Le sexe de l’individu ne détermine pas ses comportements de leadership. La faible représentation des femmes à des fonctions de direction ne s’explique donc pas par un style de leadership, différent de celui des hommes. Ce n’est pas parce que l’on nomme une femme à un poste de direction, qu’elle impactera une dynamique de leadership spécifique, articulée autour de la douceur, de la bienveillance et de la communication.
Et inversement, la promotion d’un homme n’entraînera pas un style de management autoritaire, directif et dominant. Il existe des façons d’exercer du leadership de manière efficace, et le sexe de l’individu n’a aucune incidence sur la performance.
Des stéréotypes coriaces
Par contre, les études indiquent que notre société a une représentation stéréotypée du dirigeant. Le leader s’associe automatiquement à un homme fort, puissant et dominant. L’aphorisme "Think leader – Think male" illustre le biais, conscient ou inconscient, qui s’opère dans la tête des décideurs. Lorsque l’on doit recruter un dirigeant, l’on associera automatiquement cette fonction à un homme. Il nous faudra donc, un effort supplémentaire pour associer cette fonction à une femme.
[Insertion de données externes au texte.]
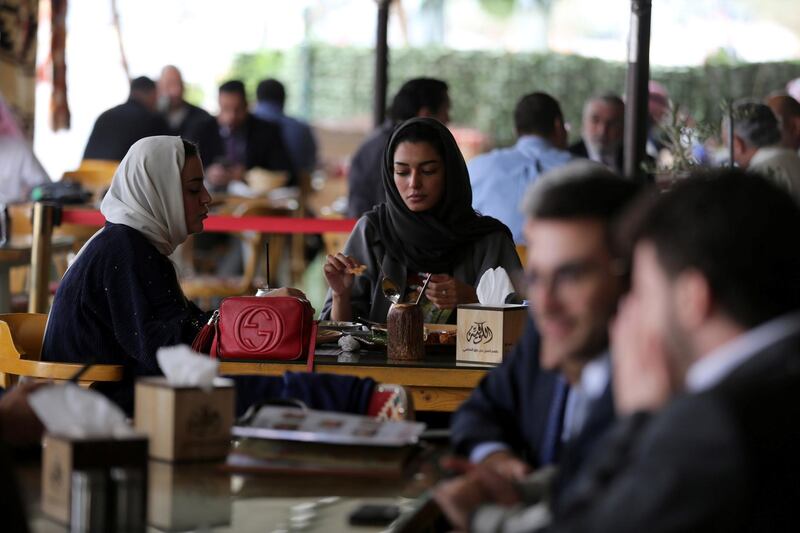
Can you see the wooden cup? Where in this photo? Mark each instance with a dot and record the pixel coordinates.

Voilà pourquoi, il est si difficile pour les femmes d’accéder au sommet de la hiérarchie des entreprises ou des administrations publiques.
À ce titre, une étude du Forum économique mondial de 2019 indique qu’au rythme où vont les évolutions en matière d’égalité, il faudra attendre presque 100 ans en France, pour atteindre l’égalité professionnelle ! Il est alors temps de trouver des solutions pour établir davantage d’égalité dans les instances de pouvoir. Les objectifs chiffrés en matière de nomination des femmes et des hommes seraient-ils une solution ?
Des objectifs chiffrés controversés
Les objectifs chiffrés, en matière de nomination des femmes et des hommes sont associés aux quotas. Les quotas ont pour objectif de briser le plafond de verre, cette barrière invisible qui empêche les femmes d’accéder au sommet de la hiérarchie.
En introduisant massivement des femmes dans des positions où elles sont absentes, les quotas sont supposés donner l’impulsion nécessaire à un cercle vertueux, qui permettrait aux femmes de grimper dans la hiérarchie. Les quotas augmenteraient à la fois, le vivier de talent de femmes qualifiées pour les positions les plus élevées, et permettraient de réduire les discriminations à l’encontre des femmes, en mettant en lumière leurs compétences de leader. Cependant, en France les quotas viennent bouleverser le mythe universaliste de la méritocratie et de l’universalité face à l’article 1 de la Constitution.
Certes, mais de nombreuses études soulignent l’effet bénéfique des quotas sur la présence des femmes à des fonctions de leadership, aussi bien dans la sphère politique, que dans les entreprises privées et le secteur public. Sans de telles mesures contraignantes, les femmes n’auraient pas pu atteindre de telles positions. Les quotas sont donc, bel et bien, un instrument pour induire le changement : le changement de nos représentations sur les caractéristiques de nos leaders.
Permettre à notre œil de s’habituer à voir émerger des leaders différents, de nouveaux rôles-modèles et une opportunité de recruter nos futurs dirigeants en fonction de leurs compétences et non de leur appartenance, réelle ou supposée, à une représentation du leader stéréotypée.
Sarah Saint-Michel est maître de conférences, Université Paris 1 Panthéon-Sorbonne.